IntroductionOral lichen planus (OLP) is an idiopathic chronic mucocutaneous disease with a wide range of clinical manifestations, including white reticular patches, erosive/ulcerative and atrophic lesions, both associated with intense symptomatology. Topical corticosteroids are commonly used as standard therapy. However, patients frequently present relapses after the discontinuation of treatment as well as developing resistance to corticosteroid therapy. Photobiomodulation (PBM) has been shown to be a potential therapeutic tool to treat inflammatory disorders, including OLP. The aim of this study was to compare the efficacy of PBM (660 nm) with corticosteroid therapy with clobetasol propionate 0.05% for the treatment of OLP.Methods and analysisForty-four patients with symptomatic and histopathological diagnosis of OLP will be randomised into two experimental groups in a double-blind manner: control group (n=22): clobetasol propionate 0.05%+placebo PBM, and experimental group (n=22): PBM (λ=660 nm, power 100 mW, radiant exposure: 177 J/cm2 and 0.5J per point)+placebo gel.
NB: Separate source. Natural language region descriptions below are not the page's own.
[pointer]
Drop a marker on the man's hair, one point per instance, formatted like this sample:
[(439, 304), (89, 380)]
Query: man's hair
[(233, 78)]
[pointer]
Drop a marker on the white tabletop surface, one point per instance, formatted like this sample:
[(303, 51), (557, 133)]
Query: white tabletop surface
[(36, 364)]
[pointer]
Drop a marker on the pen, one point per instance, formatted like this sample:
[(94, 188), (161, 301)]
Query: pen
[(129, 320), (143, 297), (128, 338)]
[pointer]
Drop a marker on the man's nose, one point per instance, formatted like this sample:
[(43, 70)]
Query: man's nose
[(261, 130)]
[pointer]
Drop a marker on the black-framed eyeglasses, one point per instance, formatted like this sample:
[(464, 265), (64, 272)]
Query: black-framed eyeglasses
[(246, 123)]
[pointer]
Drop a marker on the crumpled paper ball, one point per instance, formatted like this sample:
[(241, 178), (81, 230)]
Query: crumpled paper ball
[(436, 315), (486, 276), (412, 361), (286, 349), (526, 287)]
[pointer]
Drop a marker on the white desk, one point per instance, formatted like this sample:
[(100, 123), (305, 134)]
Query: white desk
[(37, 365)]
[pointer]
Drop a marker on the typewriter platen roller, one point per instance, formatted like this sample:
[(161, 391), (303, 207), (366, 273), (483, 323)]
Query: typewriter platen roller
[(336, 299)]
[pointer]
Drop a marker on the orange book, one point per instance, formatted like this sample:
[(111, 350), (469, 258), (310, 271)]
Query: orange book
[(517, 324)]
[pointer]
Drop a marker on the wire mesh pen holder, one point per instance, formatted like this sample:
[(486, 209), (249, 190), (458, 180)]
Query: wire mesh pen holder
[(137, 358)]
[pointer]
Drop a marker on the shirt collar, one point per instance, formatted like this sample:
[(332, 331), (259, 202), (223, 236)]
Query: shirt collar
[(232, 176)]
Laser will be applied 2×/week for 1 month and clobetasol propionate three times a day for 30 days and the same for placebo treatments. The primary variable (pain) and the secondary variables (clinical score, evaluation of functional scores, clinical resolution, OLP recurrence, quality of life and anxiety and depression) will be evaluated at the baseline, once a week during treatment (depending on the variables) and after 30 days and 60 days of follow-up. Pain will be evaluated using visual analogue scale and clinical characteristics will be scored using the Thongprasom Index. The quality of life and anxiety and depression will be evaluated by Oral Health Impact Profile-14 questionnaire and by Hospital Anxiety and Depression Scale for anxiety scale, respectively. The serum and salivary levels of interleukin (IL)-6, IL-10, IL-1β, INF-γ and tumour necrosis factor-α will be evaluated by ELISA at baseline and at the end of treatment.Ethics and disseminationThis protocol was approved (#2.375.410) by the Nove de Julho University (UNINOVE) Research Ethics Committee. The data gathered using this protocol will be published in a peer-reviewed journal.Trial registration number NCT03320460.